Bueno, pensó Attrell, es cortés. A menudo le habían dicho a Attrell (una vez incluso Twissell se lo había dicho) que era un hombre de los siglos subpoblados y que, por lo tanto, estaba destinado a no hallarse a gusto en compañía de desconocidos. Puede que fuese así, pero estaba empezando a sentir simpatía por el chico.
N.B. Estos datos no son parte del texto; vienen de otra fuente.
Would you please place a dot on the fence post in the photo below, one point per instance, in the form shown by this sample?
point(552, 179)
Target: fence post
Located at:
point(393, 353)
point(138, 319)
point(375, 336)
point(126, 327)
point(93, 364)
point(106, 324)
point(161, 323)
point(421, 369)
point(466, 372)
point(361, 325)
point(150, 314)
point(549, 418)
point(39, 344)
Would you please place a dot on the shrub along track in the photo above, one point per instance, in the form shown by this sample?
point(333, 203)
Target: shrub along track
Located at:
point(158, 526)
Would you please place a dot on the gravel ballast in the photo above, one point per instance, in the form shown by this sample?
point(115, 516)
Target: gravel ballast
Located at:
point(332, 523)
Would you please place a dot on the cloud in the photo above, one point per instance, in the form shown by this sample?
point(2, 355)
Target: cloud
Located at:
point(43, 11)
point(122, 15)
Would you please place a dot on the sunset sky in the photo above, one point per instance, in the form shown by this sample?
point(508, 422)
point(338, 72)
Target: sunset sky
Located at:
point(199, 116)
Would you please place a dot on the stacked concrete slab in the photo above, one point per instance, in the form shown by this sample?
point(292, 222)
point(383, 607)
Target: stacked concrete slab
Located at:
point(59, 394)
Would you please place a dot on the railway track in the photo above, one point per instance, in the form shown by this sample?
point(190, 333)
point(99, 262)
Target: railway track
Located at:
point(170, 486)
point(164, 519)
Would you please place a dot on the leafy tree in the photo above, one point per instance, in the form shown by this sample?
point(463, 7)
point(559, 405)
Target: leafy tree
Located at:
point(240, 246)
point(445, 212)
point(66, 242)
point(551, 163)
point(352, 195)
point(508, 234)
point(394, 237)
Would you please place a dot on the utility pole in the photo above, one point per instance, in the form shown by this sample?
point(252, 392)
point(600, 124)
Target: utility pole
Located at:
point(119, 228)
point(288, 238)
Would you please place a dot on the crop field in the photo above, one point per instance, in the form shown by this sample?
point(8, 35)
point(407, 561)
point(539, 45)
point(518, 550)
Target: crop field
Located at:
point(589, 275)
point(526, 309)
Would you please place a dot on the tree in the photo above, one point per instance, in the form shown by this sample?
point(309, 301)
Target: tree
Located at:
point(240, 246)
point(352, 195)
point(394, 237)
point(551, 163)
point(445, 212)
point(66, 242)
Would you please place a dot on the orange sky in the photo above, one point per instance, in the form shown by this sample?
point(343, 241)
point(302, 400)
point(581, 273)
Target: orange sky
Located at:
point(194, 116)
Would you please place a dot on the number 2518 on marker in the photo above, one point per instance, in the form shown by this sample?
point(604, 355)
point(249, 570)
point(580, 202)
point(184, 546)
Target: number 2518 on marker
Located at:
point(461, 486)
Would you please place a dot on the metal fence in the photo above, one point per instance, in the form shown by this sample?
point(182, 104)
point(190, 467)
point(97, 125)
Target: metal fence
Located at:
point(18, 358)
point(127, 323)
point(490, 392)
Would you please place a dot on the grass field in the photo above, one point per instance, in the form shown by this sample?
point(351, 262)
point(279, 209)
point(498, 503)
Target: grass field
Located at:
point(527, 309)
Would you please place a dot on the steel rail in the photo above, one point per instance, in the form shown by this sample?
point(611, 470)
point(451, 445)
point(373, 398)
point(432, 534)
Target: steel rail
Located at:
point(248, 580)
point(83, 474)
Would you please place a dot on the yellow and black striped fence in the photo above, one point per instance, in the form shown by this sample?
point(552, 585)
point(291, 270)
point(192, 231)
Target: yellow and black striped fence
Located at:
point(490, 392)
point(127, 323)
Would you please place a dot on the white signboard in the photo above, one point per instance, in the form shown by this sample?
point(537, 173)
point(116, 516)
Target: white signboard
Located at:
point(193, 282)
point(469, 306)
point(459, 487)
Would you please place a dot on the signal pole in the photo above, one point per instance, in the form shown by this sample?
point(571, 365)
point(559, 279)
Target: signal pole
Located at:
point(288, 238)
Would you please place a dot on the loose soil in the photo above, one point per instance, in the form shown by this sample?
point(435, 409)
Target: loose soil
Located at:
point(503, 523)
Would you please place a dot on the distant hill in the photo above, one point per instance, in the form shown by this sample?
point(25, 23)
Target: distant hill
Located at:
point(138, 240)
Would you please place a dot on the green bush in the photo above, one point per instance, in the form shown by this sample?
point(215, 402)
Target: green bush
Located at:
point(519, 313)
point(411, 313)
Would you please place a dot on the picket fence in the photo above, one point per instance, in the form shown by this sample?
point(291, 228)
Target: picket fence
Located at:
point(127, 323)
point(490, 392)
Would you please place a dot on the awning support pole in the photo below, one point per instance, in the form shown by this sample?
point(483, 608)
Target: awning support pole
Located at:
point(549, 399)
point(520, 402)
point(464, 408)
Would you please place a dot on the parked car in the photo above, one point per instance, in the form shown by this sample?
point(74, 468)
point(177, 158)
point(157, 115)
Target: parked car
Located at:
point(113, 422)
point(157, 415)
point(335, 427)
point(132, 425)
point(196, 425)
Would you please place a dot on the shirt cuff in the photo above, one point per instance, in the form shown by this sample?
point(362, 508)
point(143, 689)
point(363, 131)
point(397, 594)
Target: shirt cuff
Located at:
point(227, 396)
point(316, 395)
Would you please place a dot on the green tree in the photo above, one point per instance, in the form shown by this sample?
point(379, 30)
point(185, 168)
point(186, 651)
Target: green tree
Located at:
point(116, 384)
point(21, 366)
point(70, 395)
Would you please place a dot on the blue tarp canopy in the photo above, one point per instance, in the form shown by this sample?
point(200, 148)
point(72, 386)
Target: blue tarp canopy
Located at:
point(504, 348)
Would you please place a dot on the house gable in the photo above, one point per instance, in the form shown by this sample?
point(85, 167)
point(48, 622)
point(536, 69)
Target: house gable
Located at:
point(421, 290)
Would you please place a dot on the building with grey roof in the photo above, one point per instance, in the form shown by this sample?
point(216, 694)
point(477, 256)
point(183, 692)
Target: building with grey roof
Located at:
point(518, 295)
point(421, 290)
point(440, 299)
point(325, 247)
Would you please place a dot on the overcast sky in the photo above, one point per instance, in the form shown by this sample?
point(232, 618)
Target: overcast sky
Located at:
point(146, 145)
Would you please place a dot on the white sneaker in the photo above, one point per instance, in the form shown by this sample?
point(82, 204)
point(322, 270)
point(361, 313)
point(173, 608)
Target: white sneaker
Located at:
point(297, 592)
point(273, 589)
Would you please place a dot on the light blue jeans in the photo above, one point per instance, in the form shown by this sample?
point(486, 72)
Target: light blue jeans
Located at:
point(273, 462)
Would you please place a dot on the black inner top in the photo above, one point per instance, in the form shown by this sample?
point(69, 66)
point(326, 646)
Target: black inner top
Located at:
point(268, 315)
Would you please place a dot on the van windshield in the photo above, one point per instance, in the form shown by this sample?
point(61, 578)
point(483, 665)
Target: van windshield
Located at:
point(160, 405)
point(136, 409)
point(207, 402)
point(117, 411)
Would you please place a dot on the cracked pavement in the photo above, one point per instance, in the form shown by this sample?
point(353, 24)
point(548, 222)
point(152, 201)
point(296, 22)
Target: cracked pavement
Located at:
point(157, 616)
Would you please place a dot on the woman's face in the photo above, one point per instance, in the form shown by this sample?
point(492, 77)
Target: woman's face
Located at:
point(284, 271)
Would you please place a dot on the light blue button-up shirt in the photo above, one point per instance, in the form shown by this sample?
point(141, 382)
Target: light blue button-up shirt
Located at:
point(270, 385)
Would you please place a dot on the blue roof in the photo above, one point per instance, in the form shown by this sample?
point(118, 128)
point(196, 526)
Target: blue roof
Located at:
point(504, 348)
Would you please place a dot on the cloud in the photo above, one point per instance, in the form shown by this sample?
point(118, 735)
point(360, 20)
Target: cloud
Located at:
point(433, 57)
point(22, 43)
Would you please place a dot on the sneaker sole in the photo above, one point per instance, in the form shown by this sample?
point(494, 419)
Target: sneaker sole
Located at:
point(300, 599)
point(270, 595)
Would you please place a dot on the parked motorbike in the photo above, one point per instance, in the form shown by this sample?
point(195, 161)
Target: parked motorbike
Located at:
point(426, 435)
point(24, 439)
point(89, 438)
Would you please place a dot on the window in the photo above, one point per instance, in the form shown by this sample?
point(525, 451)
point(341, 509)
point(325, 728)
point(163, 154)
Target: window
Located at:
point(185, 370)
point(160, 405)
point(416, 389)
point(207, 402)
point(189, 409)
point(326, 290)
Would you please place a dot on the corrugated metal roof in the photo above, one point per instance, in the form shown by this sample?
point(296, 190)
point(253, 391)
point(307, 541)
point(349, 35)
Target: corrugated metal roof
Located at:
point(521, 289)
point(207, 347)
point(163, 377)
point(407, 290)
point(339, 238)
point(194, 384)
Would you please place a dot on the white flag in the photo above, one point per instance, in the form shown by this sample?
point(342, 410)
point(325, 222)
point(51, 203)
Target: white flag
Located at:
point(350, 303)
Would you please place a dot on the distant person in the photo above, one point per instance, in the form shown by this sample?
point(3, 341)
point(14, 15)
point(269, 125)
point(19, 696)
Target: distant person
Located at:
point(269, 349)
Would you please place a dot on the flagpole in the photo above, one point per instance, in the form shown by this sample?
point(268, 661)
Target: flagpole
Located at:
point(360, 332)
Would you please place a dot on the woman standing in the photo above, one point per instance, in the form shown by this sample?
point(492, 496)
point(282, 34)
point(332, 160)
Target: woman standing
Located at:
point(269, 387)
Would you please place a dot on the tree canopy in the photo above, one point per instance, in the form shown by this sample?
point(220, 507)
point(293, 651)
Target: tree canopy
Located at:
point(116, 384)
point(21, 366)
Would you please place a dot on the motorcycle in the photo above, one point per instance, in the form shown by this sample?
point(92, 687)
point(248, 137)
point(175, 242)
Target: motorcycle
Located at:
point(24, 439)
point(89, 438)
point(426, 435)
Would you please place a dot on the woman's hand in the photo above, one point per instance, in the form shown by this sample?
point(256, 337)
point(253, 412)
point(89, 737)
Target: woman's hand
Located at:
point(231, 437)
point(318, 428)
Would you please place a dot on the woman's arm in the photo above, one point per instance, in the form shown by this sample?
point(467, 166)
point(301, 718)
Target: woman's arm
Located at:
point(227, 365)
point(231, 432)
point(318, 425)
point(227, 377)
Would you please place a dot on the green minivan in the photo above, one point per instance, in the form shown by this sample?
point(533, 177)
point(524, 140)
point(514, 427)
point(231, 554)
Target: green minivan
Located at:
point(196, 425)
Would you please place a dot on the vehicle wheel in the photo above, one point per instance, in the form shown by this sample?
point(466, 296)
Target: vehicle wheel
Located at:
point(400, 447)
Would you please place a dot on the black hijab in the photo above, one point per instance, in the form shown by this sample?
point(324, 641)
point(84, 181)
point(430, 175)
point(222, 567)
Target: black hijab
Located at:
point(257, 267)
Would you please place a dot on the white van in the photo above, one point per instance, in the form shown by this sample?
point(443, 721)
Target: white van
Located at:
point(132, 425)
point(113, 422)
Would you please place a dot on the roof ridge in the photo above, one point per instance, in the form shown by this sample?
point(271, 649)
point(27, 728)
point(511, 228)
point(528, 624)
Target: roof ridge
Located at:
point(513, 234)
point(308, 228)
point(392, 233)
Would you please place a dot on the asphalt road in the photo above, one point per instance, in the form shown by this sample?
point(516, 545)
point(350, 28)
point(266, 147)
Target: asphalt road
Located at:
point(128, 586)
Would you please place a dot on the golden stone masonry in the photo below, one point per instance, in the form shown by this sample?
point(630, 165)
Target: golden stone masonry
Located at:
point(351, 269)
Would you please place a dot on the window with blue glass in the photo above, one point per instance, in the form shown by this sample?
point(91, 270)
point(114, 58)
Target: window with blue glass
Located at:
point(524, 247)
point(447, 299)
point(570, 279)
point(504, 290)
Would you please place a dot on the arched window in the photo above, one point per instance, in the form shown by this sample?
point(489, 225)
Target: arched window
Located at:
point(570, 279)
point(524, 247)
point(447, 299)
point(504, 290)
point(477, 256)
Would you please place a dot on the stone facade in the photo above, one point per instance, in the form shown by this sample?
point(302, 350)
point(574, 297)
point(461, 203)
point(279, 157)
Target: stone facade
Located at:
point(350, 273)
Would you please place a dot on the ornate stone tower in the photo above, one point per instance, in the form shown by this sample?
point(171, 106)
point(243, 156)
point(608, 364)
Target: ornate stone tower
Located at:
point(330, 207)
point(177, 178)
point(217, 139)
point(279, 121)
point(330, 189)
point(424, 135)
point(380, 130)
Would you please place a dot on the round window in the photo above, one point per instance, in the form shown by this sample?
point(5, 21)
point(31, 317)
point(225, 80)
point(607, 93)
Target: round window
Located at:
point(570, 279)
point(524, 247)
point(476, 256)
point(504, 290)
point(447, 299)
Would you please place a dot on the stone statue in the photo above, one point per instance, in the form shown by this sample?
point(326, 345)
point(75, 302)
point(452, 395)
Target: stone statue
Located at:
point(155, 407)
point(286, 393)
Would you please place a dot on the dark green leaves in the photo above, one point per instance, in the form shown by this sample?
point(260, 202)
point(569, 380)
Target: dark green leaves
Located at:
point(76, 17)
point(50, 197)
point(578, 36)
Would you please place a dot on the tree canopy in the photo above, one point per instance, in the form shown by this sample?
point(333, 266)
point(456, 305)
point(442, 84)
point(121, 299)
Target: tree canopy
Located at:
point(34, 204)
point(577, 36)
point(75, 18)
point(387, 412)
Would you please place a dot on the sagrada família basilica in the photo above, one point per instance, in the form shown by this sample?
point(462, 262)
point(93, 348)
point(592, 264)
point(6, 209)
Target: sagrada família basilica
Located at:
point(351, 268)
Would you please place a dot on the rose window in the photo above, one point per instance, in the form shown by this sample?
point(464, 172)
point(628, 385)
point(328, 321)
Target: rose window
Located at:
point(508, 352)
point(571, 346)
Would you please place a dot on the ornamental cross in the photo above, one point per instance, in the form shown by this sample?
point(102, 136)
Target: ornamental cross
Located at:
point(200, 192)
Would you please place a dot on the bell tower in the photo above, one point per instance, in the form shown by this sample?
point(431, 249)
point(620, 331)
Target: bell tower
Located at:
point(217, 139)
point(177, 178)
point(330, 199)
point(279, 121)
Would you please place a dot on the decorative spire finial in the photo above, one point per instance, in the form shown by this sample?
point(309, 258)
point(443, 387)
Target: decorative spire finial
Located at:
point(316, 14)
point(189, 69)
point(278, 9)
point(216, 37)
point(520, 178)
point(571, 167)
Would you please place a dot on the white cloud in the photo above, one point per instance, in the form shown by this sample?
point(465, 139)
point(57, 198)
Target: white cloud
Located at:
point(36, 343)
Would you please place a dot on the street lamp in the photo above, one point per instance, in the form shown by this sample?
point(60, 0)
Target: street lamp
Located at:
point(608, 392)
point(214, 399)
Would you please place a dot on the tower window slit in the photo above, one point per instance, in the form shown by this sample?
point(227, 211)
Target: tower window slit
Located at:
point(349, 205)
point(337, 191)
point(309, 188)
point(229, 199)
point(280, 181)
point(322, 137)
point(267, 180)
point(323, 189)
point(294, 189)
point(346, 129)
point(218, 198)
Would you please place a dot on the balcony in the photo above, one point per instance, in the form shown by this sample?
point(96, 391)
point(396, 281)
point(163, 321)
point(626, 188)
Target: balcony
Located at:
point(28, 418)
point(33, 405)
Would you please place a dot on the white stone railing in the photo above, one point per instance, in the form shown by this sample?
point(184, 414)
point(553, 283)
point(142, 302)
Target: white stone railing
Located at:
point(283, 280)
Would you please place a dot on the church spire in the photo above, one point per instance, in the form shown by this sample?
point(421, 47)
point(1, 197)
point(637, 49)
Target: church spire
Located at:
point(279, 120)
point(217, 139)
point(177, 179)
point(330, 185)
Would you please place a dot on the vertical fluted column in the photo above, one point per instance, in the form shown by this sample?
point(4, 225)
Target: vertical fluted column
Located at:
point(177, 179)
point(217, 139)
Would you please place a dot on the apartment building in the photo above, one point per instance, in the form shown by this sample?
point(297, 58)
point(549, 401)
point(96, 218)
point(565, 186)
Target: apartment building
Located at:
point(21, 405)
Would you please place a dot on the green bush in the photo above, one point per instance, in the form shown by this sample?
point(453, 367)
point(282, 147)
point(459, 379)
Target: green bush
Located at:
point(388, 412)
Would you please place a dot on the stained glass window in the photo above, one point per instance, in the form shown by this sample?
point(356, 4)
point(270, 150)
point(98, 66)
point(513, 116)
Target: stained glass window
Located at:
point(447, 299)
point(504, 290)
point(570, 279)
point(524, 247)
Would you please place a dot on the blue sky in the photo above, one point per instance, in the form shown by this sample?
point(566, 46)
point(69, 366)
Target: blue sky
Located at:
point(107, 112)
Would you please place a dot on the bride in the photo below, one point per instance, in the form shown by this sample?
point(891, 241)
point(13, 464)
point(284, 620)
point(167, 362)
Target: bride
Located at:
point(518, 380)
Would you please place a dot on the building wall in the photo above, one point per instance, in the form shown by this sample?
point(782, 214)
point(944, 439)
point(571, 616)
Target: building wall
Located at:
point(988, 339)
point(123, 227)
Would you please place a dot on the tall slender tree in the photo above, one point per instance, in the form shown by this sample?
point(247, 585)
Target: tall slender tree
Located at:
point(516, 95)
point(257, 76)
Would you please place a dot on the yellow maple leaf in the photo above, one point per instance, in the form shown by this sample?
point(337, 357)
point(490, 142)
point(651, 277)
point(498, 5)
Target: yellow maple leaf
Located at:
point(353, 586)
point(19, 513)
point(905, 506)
—Muy bien, entonces, esto es lo que quiero explicar —dijo con amabilidad—. Va a encontrarse con que el modelo humano de la historia no es una línea, es una curva sinusoidal irregular. El progreso no continúa en una sola curva de modo que todos los tiempos difieran del suyo. Una era dada es probable que sea tan parecida a la suya como que sea distinta.
—Me han enseñado eso.
—Sí, le han enseñado eso. Pero alguien del 28 no lo cree realmente hasta que lo ve. No me entienda mal; no tengo nada contra el 28, pero debe admitir que el 28 es solamente el primer siglo completo de la eternidad. ¿Correcto?
—Ciertamente.
—Y el 28 es siempre muy consciente de los tiempos primitivos; los siglos antes de que empiece la eternidad.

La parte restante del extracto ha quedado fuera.